In terms of cross-cultural adaptability, the model’s input has been carefully adjusted to account for the unique language characteristics of different cultural backgrounds. This enables it to effectively handle the special grammatical structures and cultural expressions inherent in various languages, ensuring the model’s robustness across multicultural datasets. The evaluation of the BERT model’s prediction accuracy demonstrated its superiority over traditional BiLSTM and GRU models, highlighting its strengths in predicting preschool language development. Furthermore, the model’s cross-cultural stability, as measured by the R2 value, shows strong adaptability and stability across diverse cultural contexts, indicating its significant potential for cross-cultural application.
The BERT-based preschool language development prediction model not only enhances prediction accuracy but also successfully addresses the complexity of cross-cultural data. This marks a substantial advancement in preschool language education research, offering novel approaches for better understanding and supporting language development in young children from various cultural backgrounds.

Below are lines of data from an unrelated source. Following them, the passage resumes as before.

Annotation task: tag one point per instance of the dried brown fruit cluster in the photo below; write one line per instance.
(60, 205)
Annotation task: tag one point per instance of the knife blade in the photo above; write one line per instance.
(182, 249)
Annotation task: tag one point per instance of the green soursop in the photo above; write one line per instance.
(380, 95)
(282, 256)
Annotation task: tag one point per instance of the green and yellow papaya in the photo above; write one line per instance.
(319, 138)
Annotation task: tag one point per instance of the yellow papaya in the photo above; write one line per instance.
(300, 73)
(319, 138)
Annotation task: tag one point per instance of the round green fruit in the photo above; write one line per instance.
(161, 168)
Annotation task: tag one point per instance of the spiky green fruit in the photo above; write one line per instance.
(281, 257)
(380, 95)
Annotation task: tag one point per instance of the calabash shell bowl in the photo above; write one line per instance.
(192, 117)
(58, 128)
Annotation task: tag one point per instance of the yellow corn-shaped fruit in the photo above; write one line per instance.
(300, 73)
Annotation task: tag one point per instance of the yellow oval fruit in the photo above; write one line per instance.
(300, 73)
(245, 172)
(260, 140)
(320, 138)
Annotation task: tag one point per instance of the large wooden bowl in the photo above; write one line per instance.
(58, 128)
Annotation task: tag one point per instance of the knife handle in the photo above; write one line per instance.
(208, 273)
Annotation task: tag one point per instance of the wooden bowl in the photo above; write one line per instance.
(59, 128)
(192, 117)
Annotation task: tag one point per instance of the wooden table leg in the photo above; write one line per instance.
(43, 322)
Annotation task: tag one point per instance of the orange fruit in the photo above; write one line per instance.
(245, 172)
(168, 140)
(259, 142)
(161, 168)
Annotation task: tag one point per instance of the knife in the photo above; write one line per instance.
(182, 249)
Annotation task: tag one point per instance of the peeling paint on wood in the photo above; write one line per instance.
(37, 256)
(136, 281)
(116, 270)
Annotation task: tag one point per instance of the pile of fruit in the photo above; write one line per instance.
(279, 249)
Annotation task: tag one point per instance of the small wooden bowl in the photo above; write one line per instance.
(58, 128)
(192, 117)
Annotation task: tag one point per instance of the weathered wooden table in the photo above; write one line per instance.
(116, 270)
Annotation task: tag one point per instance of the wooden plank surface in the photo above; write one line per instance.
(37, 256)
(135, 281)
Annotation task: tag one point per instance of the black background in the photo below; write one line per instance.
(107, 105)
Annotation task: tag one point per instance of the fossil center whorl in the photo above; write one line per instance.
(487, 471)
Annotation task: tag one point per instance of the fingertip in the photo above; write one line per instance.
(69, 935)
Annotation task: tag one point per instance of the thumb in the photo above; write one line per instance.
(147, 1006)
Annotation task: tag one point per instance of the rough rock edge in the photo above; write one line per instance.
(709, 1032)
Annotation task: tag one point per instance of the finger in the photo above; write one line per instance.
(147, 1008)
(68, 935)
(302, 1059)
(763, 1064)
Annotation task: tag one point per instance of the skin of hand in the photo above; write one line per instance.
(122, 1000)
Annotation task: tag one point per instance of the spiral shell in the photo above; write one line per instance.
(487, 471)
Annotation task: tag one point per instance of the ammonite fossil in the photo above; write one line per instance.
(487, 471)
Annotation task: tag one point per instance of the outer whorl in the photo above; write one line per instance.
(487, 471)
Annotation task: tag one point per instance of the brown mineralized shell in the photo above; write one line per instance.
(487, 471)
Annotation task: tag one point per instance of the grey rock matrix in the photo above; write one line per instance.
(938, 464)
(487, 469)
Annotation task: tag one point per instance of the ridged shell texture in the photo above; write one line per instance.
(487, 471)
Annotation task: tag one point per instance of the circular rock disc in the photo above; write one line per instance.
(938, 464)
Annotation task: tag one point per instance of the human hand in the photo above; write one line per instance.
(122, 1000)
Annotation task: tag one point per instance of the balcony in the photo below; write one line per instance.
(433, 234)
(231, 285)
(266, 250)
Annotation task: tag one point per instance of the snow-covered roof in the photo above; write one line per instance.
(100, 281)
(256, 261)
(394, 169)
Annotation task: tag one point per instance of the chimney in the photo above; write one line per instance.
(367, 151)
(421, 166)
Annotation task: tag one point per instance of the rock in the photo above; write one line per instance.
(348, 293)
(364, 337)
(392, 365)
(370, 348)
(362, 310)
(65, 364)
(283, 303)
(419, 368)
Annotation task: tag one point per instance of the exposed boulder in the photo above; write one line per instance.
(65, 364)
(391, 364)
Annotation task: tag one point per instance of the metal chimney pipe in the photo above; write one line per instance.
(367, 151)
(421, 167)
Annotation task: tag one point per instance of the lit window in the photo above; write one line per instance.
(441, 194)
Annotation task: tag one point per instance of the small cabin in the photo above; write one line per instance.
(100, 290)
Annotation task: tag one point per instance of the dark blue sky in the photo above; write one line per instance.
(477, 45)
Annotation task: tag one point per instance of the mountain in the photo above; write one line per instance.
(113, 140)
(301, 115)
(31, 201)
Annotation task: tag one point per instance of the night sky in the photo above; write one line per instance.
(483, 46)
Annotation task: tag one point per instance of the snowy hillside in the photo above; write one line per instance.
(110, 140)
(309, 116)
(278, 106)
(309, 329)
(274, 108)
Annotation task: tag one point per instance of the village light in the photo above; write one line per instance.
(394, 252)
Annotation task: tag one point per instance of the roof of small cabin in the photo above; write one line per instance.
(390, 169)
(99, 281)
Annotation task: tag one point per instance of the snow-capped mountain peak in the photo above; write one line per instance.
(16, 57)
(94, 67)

Looking ahead, future research could explore integrating additional deep learning techniques, such as reinforcement learning or transfer learning, to further enhance the model’s ability to adapt to evolving linguistic trends and real-time data. Expanding the dataset to include more languages and diverse cultural contexts could improve the model’s generalizability and make it a more universal tool for global preschool language education. Additionally, enhancing the model’s interpretability will be critical for providing educators with clear insights into the factors influencing language development, ultimately supporting more personalized and effective teaching strategies.